CRISPR activation and interference systems (CRISPRa/i) are widely used for programmable transcriptional control. Although these technologies are capable of highly specific single-gene activity, some applications of transcriptional network reprogramming require broad, genome-wide effects. Here, we identify a CRISPRa gRNA that robustly reprograms astrocyte transcriptional state. Unexpectedly, this activity arises from extensive off-target binding that induces expression changes in thousands of genes, unlike neighboring gRNAs targeting the same intended on-target site. We leverage this promiscuous gRNA to dissect determinants of gRNA-driven off-target dCas9 binding in the context of transcriptional reprogramming.
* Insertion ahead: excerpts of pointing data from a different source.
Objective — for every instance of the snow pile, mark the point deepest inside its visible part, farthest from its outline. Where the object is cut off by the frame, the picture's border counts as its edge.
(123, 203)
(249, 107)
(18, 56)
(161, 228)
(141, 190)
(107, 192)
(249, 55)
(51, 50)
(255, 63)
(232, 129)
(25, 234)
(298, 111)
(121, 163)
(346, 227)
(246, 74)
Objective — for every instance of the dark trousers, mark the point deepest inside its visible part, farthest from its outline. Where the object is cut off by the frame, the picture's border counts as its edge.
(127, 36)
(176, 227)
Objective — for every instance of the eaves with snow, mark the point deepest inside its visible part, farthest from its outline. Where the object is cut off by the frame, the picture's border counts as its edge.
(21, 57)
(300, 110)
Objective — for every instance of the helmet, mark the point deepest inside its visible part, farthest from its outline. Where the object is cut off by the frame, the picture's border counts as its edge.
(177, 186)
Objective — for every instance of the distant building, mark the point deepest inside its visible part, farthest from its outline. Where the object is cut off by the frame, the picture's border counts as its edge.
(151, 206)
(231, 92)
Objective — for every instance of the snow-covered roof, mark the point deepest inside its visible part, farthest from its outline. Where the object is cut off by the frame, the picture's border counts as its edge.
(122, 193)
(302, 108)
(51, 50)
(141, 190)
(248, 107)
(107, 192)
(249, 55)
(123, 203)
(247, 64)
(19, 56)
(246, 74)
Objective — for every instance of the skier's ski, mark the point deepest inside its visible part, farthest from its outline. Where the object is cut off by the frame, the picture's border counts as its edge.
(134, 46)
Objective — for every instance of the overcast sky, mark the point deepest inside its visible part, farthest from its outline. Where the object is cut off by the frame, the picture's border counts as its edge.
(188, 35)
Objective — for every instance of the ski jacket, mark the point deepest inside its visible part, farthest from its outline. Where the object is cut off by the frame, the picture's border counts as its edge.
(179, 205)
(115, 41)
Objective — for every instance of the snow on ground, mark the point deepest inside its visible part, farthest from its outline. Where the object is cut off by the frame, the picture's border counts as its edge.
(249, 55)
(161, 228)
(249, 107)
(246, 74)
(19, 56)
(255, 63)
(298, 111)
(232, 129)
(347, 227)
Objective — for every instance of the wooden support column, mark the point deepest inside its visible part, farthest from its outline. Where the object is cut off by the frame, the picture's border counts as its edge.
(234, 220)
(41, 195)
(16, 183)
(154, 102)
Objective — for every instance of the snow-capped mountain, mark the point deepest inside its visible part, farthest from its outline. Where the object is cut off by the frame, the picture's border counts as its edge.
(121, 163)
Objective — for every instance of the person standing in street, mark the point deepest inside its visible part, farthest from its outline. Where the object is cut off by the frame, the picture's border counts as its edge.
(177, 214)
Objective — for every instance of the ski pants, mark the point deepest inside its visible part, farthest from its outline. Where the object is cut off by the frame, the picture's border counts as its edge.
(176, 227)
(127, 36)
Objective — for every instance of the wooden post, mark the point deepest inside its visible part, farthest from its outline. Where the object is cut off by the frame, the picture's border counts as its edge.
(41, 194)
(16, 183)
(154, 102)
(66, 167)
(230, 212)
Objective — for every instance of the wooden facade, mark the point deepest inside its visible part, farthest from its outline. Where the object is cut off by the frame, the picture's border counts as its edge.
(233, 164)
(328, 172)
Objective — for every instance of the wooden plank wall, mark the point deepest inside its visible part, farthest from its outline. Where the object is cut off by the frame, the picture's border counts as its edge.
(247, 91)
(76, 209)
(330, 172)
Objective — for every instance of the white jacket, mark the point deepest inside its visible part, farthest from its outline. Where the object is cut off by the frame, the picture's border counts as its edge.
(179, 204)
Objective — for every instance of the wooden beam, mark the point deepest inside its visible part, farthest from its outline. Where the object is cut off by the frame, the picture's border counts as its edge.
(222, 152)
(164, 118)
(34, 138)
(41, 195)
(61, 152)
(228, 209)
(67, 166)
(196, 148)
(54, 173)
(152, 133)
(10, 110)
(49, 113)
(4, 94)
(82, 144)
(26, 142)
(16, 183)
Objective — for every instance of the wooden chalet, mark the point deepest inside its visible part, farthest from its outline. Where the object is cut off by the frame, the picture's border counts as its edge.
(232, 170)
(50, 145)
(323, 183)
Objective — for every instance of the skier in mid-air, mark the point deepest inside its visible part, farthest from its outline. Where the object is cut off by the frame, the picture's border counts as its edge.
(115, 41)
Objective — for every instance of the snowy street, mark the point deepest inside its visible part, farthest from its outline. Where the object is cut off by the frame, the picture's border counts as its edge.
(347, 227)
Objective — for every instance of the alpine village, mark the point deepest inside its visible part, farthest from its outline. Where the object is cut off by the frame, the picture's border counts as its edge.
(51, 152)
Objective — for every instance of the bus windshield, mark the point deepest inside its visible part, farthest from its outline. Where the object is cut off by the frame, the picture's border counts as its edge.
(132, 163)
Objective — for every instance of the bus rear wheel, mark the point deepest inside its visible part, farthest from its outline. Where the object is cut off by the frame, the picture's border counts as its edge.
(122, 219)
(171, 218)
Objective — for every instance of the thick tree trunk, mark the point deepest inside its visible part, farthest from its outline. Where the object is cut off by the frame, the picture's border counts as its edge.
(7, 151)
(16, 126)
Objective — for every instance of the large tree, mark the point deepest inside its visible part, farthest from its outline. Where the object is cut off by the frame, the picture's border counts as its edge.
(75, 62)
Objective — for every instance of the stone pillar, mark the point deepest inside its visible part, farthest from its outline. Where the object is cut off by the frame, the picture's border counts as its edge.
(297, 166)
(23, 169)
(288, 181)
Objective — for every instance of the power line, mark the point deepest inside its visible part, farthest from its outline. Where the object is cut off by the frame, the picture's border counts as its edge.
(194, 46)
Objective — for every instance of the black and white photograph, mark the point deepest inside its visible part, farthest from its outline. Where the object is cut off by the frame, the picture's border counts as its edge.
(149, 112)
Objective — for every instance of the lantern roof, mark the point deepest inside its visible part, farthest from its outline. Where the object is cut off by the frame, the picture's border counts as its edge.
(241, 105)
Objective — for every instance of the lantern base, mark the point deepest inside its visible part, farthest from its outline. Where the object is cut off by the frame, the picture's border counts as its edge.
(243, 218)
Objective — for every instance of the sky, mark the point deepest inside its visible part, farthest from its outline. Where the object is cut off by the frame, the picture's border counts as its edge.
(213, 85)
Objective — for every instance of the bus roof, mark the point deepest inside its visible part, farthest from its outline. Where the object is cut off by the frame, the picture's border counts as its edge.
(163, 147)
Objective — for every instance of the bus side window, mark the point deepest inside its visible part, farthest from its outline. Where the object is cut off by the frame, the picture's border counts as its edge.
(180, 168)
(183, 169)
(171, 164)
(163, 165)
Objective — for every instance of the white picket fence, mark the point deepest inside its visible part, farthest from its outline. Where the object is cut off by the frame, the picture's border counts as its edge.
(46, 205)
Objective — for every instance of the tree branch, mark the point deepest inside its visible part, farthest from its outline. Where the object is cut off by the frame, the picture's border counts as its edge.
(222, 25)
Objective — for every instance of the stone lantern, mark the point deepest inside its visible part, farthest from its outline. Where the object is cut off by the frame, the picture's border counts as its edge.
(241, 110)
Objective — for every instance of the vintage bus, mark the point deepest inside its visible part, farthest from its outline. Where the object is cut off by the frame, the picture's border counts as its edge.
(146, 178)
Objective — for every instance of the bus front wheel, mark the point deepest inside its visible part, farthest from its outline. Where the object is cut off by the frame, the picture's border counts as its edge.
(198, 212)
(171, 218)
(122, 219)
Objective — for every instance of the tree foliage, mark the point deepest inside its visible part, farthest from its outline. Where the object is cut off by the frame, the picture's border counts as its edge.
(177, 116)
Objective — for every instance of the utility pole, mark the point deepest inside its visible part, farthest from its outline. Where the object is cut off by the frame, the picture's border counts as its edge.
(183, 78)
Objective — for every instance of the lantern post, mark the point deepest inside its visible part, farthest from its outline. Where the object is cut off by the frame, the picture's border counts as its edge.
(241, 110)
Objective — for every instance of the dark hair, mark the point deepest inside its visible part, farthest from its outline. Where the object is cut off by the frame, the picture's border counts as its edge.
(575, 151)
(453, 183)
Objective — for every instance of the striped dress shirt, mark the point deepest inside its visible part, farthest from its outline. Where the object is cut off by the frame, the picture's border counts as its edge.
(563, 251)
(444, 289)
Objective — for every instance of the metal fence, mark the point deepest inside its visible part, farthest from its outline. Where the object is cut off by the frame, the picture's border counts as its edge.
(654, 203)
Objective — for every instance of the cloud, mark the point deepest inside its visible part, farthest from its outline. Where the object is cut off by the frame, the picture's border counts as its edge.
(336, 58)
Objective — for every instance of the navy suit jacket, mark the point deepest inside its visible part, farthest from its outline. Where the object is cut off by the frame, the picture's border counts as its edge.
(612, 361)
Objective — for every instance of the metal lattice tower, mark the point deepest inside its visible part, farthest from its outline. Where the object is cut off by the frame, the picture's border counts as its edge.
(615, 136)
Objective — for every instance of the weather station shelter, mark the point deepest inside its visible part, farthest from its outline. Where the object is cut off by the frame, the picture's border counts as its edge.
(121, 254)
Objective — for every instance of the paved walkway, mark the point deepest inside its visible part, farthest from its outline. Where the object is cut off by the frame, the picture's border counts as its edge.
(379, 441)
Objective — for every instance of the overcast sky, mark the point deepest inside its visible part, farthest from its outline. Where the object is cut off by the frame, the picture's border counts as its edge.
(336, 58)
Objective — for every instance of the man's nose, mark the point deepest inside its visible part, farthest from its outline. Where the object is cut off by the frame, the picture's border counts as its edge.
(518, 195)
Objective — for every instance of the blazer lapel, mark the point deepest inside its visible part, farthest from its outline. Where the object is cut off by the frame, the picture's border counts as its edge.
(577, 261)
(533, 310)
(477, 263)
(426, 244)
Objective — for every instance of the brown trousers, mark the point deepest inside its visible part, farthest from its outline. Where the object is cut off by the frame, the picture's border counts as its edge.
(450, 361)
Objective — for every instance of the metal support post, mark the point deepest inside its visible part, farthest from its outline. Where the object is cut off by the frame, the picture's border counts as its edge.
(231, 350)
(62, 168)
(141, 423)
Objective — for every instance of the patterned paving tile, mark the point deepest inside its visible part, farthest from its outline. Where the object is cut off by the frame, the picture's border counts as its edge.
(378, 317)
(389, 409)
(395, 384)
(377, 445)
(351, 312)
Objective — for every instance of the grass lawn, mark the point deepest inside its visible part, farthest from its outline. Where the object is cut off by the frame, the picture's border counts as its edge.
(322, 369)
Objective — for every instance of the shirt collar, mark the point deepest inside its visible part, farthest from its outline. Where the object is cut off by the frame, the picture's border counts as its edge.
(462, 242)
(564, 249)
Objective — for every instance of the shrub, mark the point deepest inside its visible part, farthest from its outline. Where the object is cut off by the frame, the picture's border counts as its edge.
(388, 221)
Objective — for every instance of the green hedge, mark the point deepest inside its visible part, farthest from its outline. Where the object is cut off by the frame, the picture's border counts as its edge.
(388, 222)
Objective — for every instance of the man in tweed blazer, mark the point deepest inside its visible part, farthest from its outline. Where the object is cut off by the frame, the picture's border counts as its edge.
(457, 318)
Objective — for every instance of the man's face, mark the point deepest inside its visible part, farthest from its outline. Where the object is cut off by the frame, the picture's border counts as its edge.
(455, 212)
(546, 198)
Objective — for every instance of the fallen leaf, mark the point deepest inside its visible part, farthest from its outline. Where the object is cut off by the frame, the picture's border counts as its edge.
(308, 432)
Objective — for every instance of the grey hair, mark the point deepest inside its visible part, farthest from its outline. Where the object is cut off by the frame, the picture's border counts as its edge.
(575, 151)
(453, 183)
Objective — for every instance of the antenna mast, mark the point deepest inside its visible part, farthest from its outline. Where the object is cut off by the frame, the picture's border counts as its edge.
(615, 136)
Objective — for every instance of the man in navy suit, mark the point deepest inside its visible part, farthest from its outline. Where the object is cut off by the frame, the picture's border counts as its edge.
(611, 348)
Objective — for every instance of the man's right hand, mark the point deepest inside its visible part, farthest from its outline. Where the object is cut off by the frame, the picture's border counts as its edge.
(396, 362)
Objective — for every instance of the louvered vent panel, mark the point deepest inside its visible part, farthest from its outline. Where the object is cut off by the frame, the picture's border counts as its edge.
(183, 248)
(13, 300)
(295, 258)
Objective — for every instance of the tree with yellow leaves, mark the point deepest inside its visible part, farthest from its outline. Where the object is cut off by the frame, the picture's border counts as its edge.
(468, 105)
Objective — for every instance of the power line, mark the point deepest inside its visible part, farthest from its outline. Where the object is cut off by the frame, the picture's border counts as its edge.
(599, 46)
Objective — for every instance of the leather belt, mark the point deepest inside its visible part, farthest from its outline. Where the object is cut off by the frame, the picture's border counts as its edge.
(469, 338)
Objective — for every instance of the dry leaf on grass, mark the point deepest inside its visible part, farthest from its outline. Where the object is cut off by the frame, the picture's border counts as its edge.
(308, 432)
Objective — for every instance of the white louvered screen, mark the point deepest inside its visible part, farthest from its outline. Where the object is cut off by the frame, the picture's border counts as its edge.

Using ChIP-seq, high-throughput protein-binding microarrays, and gRNA-variant library screening in cells, we demonstrate that PAM-proximal bases are primary determinants of genomic binding, mismatch tolerance is both gRNA- and base-specific, and targeted mutations within the PAM-proximal region can tune gRNA specificity. We further demonstrate that CRISPRa-driven phenotypes can reflect combined contributions from widespread off-target activity and dose-dependent on-target effects. These findings highlight the potentially widespread impacts of CRISPRa off-target activity, underscore the need to account for cryptic effects when selecting and evaluating gRNAs for programming cell phenotypes, and demonstrate that multi-site binding by CRISPRa systems can be exploited as a feature for network-level perturbations in cell reprogramming.